Classical Control in Quantum Programs

Classical Control in Quantum ProgramsD. Unruh (QIPC 2004). Poster.  [eprint]

Abstract: We present an imperative quantum programming language with physically motivated operational semantics. The language is not restricted to reversible computations, but can be used to describe unitary quantum operations in interaction with measurement and classical control. We are able to model (irreversible) deterministic and probabilistic programs as special cases of quantum programs, in contrast to computational models which assume all quantum operations to be unitary. Due to the presence of loops and conditionals, we have to consider terminating and non-terminating programs. Even with non-terminating programs, it may be of interest to make statements about classical events during the run of the programs like measurement results, contents of classical variables, outputs. For this, we define the notion of classical output, which may already happen before program termination. One application, which would need such classical output, are cryptographic protocols, where we want to define events which must not occur, even in the case of non-terminating protocols.
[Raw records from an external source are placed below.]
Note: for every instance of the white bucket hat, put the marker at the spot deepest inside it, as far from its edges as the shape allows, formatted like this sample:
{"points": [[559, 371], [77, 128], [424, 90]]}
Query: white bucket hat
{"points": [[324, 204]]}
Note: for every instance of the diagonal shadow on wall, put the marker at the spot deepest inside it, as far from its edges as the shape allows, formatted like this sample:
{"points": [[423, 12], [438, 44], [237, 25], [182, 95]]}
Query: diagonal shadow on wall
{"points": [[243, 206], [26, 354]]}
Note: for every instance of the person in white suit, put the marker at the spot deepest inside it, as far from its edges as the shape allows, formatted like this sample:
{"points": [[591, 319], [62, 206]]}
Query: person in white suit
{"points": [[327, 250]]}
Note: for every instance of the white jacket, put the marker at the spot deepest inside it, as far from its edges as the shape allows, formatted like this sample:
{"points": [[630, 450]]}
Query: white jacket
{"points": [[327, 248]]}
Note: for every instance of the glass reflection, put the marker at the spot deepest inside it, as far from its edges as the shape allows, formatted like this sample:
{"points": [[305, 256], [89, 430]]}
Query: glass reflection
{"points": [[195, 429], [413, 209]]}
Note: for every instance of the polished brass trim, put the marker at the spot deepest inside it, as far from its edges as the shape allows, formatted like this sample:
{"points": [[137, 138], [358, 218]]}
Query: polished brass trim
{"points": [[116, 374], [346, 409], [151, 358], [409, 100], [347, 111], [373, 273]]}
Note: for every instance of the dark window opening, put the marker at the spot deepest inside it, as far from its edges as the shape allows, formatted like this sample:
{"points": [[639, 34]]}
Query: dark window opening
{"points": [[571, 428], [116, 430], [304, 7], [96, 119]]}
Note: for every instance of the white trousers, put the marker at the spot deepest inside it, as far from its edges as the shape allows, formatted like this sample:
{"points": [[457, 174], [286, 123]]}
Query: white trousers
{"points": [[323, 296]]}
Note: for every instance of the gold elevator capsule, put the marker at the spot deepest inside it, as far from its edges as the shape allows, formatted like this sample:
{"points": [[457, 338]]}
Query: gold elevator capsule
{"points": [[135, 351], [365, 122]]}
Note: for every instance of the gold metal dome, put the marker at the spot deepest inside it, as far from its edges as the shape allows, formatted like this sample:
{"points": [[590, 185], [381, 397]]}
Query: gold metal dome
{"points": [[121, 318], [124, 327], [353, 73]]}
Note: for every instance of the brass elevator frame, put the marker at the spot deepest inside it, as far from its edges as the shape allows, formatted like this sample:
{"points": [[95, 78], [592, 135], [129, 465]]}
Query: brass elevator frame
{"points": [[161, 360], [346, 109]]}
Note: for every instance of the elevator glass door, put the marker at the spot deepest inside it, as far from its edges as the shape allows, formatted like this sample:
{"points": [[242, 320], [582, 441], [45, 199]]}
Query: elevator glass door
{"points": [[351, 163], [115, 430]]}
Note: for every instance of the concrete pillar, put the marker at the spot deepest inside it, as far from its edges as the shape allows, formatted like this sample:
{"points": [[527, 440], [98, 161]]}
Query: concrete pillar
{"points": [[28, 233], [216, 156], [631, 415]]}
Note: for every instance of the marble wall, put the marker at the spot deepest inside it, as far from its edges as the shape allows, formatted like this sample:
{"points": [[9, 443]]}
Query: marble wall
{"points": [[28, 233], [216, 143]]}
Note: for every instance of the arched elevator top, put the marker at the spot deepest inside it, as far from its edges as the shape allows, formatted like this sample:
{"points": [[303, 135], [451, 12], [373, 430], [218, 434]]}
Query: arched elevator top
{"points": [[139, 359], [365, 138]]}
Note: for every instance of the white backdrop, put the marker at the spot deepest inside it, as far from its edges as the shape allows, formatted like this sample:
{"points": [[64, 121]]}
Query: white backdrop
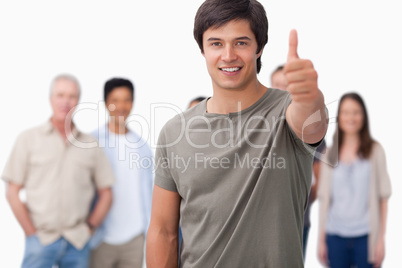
{"points": [[355, 46]]}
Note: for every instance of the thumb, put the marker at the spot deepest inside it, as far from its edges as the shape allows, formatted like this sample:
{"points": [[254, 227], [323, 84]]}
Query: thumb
{"points": [[292, 54]]}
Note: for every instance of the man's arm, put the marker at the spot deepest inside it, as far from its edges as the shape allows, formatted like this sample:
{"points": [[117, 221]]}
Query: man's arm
{"points": [[306, 115], [163, 237], [19, 209], [101, 208], [314, 187]]}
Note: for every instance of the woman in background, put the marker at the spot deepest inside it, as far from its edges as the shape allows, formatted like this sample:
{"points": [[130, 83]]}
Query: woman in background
{"points": [[353, 192]]}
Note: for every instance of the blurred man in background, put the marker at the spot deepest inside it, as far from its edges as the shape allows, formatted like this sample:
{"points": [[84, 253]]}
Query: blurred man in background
{"points": [[123, 232], [60, 175]]}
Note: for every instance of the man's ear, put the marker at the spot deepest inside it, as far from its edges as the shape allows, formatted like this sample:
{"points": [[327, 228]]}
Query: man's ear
{"points": [[260, 53]]}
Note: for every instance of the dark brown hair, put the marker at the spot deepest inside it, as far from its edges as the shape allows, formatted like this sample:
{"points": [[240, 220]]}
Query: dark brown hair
{"points": [[216, 13], [366, 141]]}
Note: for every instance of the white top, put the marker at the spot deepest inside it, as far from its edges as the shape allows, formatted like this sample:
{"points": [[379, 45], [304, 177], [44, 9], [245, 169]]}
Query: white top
{"points": [[132, 162], [349, 213]]}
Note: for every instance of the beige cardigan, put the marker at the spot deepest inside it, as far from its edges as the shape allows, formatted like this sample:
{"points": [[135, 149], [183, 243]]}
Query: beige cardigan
{"points": [[380, 188]]}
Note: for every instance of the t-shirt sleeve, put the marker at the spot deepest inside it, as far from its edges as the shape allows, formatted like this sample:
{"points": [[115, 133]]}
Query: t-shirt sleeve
{"points": [[163, 175], [103, 172], [15, 170]]}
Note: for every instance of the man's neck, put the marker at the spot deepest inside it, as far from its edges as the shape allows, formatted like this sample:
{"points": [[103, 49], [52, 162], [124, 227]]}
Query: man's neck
{"points": [[225, 101], [117, 128]]}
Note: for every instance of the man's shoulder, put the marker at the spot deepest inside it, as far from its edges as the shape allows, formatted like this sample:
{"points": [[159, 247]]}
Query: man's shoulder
{"points": [[31, 132]]}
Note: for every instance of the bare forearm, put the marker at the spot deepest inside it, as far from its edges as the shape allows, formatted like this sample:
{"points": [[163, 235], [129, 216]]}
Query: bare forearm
{"points": [[101, 208], [162, 249], [21, 213]]}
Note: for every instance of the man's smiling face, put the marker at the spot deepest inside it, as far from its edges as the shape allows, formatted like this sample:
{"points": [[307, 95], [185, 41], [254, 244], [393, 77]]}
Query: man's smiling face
{"points": [[231, 55]]}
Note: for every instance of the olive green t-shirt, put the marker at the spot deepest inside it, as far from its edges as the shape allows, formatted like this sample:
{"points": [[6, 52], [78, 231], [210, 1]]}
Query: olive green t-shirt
{"points": [[244, 179]]}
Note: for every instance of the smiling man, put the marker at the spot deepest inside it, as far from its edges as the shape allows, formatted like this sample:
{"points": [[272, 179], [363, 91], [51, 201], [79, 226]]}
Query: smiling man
{"points": [[244, 205]]}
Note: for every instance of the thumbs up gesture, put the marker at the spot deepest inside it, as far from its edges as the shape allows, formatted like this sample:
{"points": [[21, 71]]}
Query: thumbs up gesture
{"points": [[300, 74], [307, 99]]}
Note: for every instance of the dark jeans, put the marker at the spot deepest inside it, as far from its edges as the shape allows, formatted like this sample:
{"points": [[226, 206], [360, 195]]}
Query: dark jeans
{"points": [[60, 252], [348, 252]]}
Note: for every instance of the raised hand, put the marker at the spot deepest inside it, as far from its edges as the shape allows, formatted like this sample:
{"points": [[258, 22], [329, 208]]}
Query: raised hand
{"points": [[300, 74]]}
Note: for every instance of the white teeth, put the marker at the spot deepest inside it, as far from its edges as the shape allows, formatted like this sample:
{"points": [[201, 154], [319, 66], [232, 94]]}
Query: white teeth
{"points": [[230, 69]]}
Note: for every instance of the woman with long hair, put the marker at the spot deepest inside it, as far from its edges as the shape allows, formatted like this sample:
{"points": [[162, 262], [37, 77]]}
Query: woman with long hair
{"points": [[353, 192]]}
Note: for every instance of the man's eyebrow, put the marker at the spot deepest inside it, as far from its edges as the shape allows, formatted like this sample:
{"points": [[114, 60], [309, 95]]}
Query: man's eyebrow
{"points": [[243, 38], [238, 38]]}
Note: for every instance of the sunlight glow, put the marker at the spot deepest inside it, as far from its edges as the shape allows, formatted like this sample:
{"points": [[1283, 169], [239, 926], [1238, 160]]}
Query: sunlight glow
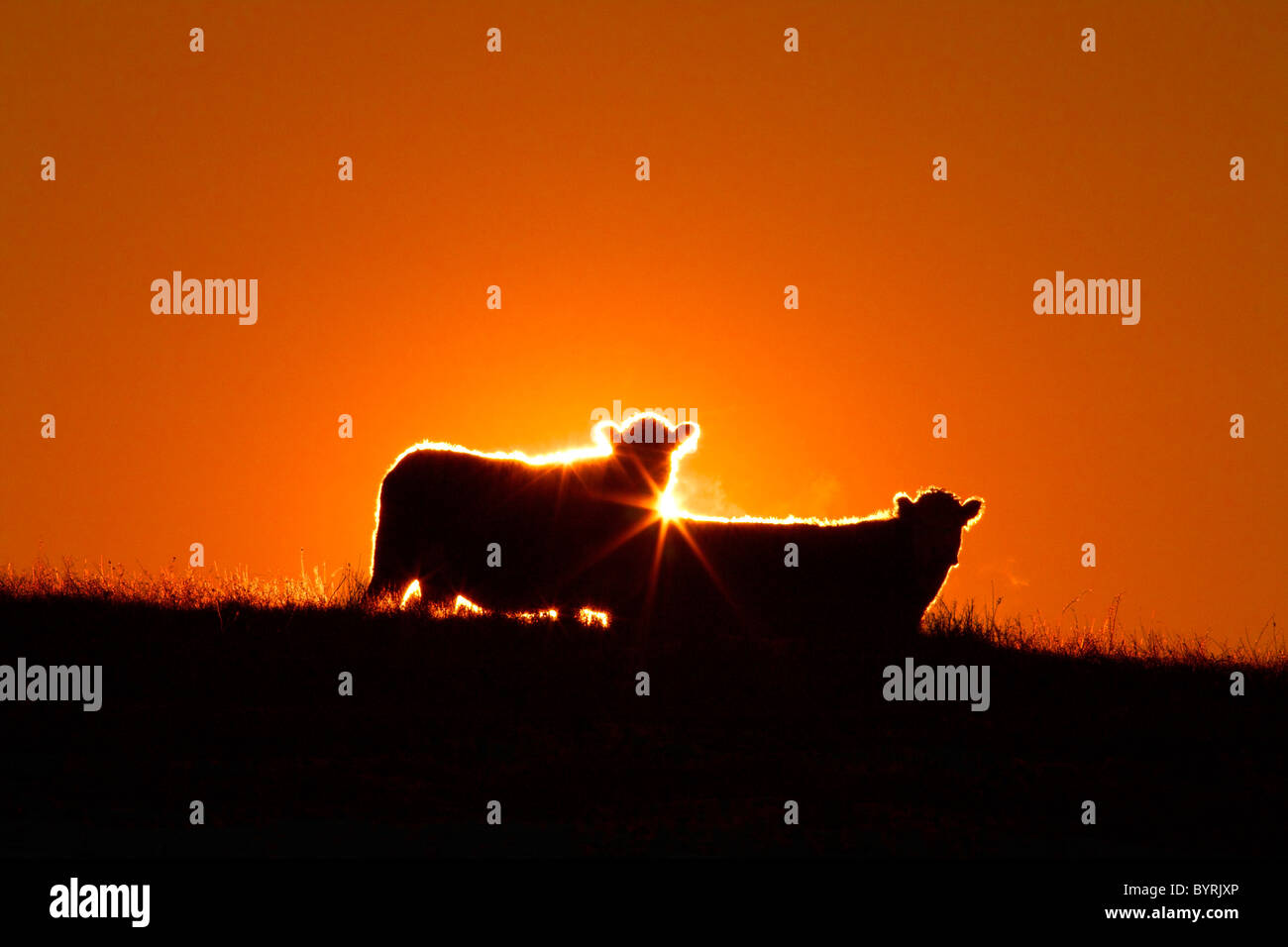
{"points": [[464, 604], [589, 616]]}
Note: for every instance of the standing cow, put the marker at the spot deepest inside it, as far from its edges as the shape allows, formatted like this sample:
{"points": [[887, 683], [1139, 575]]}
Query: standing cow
{"points": [[812, 579], [518, 535]]}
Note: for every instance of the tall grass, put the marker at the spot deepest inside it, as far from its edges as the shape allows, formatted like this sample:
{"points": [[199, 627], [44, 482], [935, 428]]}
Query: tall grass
{"points": [[346, 589], [187, 587], [1103, 638]]}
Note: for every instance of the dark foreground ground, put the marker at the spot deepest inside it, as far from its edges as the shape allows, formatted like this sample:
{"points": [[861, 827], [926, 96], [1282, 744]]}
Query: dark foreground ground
{"points": [[241, 711]]}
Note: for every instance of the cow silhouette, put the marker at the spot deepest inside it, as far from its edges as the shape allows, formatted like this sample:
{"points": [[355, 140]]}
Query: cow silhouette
{"points": [[515, 534], [809, 578]]}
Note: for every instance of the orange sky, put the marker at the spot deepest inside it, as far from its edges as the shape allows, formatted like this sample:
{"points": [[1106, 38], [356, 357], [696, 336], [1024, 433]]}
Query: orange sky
{"points": [[768, 169]]}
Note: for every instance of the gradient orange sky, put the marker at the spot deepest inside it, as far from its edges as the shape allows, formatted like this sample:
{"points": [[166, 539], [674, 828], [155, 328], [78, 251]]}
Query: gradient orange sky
{"points": [[518, 169]]}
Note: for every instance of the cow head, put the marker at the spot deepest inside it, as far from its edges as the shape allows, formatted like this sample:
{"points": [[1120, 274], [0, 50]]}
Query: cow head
{"points": [[643, 450], [935, 519]]}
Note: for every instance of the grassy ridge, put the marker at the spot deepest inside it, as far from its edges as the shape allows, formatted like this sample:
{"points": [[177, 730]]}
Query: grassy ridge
{"points": [[233, 701]]}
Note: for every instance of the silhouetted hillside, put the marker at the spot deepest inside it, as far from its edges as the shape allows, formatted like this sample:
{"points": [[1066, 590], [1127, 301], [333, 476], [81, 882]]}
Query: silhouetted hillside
{"points": [[239, 707]]}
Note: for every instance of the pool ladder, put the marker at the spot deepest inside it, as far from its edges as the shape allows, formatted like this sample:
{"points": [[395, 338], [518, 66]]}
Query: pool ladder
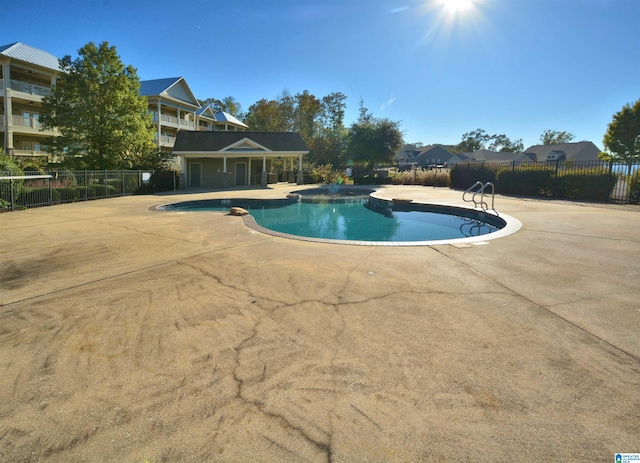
{"points": [[479, 189]]}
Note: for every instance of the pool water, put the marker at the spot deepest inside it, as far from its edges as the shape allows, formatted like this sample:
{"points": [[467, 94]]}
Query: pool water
{"points": [[354, 222], [350, 220]]}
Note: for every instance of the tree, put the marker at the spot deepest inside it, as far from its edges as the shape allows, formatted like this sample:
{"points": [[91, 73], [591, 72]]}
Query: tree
{"points": [[554, 137], [373, 140], [473, 141], [622, 137], [502, 143], [479, 139], [98, 110], [307, 115]]}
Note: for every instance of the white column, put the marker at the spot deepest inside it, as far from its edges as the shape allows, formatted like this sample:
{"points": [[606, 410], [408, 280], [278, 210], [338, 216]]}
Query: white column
{"points": [[8, 107], [159, 123], [263, 181]]}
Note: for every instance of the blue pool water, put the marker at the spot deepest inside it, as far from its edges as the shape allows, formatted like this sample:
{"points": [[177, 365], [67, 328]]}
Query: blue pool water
{"points": [[349, 219]]}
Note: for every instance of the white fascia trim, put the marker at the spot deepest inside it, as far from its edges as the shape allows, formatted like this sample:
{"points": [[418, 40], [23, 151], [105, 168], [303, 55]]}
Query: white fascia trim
{"points": [[250, 142]]}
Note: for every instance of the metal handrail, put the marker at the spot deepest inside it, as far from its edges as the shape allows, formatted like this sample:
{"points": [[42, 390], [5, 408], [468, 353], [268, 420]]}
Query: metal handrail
{"points": [[482, 203]]}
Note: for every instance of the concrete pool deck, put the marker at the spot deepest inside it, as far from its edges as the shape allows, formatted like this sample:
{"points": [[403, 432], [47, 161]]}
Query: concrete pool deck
{"points": [[130, 335]]}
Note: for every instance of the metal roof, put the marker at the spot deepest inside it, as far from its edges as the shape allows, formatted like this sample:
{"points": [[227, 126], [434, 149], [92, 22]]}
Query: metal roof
{"points": [[28, 54], [157, 86], [226, 117], [214, 141]]}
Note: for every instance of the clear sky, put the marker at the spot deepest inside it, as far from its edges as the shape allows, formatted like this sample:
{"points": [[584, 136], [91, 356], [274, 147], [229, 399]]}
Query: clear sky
{"points": [[514, 67]]}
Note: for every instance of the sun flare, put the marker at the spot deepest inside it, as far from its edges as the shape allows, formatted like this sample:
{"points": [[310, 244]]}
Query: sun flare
{"points": [[456, 6]]}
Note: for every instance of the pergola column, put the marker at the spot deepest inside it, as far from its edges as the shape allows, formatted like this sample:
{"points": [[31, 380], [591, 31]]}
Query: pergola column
{"points": [[263, 181], [225, 179], [300, 176]]}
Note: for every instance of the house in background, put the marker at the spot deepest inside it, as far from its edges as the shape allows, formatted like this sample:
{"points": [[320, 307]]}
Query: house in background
{"points": [[27, 76], [435, 155], [406, 158], [424, 156], [173, 107], [493, 156], [218, 159], [581, 151]]}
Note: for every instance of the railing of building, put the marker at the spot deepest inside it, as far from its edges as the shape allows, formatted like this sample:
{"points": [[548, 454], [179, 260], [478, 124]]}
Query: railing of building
{"points": [[24, 191], [33, 89]]}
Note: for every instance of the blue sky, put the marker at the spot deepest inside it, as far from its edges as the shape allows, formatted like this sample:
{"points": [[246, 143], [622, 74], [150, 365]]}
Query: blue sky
{"points": [[516, 67]]}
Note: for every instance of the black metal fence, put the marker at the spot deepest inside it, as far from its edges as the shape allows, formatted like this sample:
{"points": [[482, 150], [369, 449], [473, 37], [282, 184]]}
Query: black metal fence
{"points": [[604, 181], [27, 190]]}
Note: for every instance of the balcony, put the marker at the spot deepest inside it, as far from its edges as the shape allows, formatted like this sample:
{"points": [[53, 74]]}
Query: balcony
{"points": [[30, 153], [172, 121], [25, 121], [167, 140], [30, 89]]}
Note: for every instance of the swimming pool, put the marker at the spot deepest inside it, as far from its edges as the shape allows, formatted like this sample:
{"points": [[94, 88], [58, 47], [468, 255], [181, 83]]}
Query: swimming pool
{"points": [[358, 218]]}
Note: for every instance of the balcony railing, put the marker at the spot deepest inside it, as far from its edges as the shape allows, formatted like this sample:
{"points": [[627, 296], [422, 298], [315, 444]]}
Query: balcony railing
{"points": [[29, 153], [173, 121], [31, 89], [167, 140], [25, 121]]}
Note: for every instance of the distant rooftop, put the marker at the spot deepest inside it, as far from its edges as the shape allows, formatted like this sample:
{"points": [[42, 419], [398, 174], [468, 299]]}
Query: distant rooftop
{"points": [[21, 52]]}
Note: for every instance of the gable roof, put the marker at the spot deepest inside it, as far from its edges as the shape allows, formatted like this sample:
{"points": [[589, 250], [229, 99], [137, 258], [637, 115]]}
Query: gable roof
{"points": [[218, 141], [435, 152], [490, 156], [28, 54], [226, 117], [207, 112], [175, 88], [581, 151]]}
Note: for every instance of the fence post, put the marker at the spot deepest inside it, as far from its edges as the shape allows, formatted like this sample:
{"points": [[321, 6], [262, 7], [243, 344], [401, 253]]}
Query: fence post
{"points": [[11, 194]]}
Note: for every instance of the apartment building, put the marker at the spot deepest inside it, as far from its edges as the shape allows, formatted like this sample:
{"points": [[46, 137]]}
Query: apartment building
{"points": [[27, 75], [173, 107]]}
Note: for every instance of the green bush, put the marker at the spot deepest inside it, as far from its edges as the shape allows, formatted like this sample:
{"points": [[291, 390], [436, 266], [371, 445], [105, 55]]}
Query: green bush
{"points": [[97, 190], [372, 180], [116, 183], [426, 177], [588, 187], [531, 182], [465, 175], [68, 194], [162, 180]]}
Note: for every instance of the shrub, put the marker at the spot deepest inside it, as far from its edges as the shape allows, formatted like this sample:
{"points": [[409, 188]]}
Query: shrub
{"points": [[162, 180], [426, 177], [465, 175], [372, 180], [327, 174], [9, 165], [97, 190], [590, 187], [68, 194], [532, 182]]}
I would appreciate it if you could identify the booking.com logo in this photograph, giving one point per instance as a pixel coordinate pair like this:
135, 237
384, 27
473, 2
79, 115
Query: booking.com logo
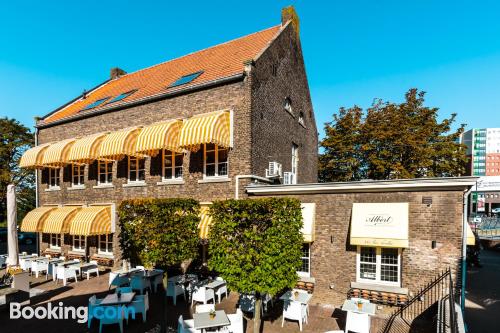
69, 312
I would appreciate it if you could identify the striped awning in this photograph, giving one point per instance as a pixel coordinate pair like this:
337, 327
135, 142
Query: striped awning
205, 221
32, 158
57, 153
90, 221
207, 128
155, 137
86, 149
118, 144
59, 220
35, 219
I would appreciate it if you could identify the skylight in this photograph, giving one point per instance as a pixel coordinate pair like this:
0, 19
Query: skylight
185, 79
95, 104
122, 96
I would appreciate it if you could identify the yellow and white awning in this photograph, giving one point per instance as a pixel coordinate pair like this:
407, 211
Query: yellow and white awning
205, 221
86, 149
59, 220
118, 144
90, 221
57, 153
471, 240
35, 219
155, 137
214, 127
32, 158
380, 224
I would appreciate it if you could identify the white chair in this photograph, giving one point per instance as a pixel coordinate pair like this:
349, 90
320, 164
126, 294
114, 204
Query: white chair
204, 308
65, 273
106, 319
174, 290
91, 269
357, 322
236, 320
186, 326
294, 311
93, 304
203, 295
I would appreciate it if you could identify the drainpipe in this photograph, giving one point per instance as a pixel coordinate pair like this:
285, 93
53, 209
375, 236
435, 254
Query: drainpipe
464, 249
238, 177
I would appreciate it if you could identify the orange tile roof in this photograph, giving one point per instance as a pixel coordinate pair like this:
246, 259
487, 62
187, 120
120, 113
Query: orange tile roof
216, 62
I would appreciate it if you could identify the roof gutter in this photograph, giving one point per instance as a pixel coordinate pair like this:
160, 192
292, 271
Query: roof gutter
145, 100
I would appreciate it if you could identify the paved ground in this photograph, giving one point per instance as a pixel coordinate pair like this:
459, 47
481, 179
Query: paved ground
483, 294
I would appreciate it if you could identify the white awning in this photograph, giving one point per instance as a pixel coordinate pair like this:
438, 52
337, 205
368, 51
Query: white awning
380, 224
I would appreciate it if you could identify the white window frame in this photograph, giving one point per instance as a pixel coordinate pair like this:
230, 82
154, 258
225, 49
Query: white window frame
82, 243
54, 177
108, 172
79, 176
55, 241
109, 244
137, 170
216, 162
378, 263
308, 258
173, 167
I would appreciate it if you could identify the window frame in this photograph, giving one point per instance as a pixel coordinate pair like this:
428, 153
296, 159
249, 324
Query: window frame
108, 242
215, 163
173, 167
378, 266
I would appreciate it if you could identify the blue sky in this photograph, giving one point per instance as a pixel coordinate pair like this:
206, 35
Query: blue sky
354, 50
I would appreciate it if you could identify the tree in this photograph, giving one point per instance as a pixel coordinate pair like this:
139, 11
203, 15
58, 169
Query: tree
255, 245
15, 139
391, 141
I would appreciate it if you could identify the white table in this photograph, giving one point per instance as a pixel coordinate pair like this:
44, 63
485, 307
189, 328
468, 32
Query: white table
203, 321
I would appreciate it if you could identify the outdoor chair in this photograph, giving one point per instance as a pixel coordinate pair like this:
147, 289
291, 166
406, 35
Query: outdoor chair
116, 319
203, 295
139, 282
63, 273
294, 311
236, 320
92, 269
186, 326
93, 304
204, 308
174, 290
357, 322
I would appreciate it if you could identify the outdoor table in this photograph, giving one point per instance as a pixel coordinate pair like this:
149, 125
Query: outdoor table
350, 305
113, 299
202, 320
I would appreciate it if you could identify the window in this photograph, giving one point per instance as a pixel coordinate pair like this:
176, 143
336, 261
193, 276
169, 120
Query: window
305, 270
136, 169
215, 161
172, 165
55, 241
105, 244
105, 172
77, 175
379, 265
122, 96
185, 79
79, 243
95, 104
54, 178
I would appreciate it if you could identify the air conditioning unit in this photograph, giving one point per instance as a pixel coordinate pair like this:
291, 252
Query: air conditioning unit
274, 170
288, 178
Programs in our language can contain arbitrary operators and mathematical functions, thus allowing to state very abstract but well-defined specifications and to gradually transform it into programs containing only primitive operations. We also present a simple calculus to transform and reason about programs.

Programs written in pseudo-code can usually easily be transformed into our language, since instructions like "while the measurement on register A does not yield a result satisfying condition P, apply transformation U" have direct counterparts in the formalised language. However, no physically impossible operations (like e.g. cloning) may be expressed.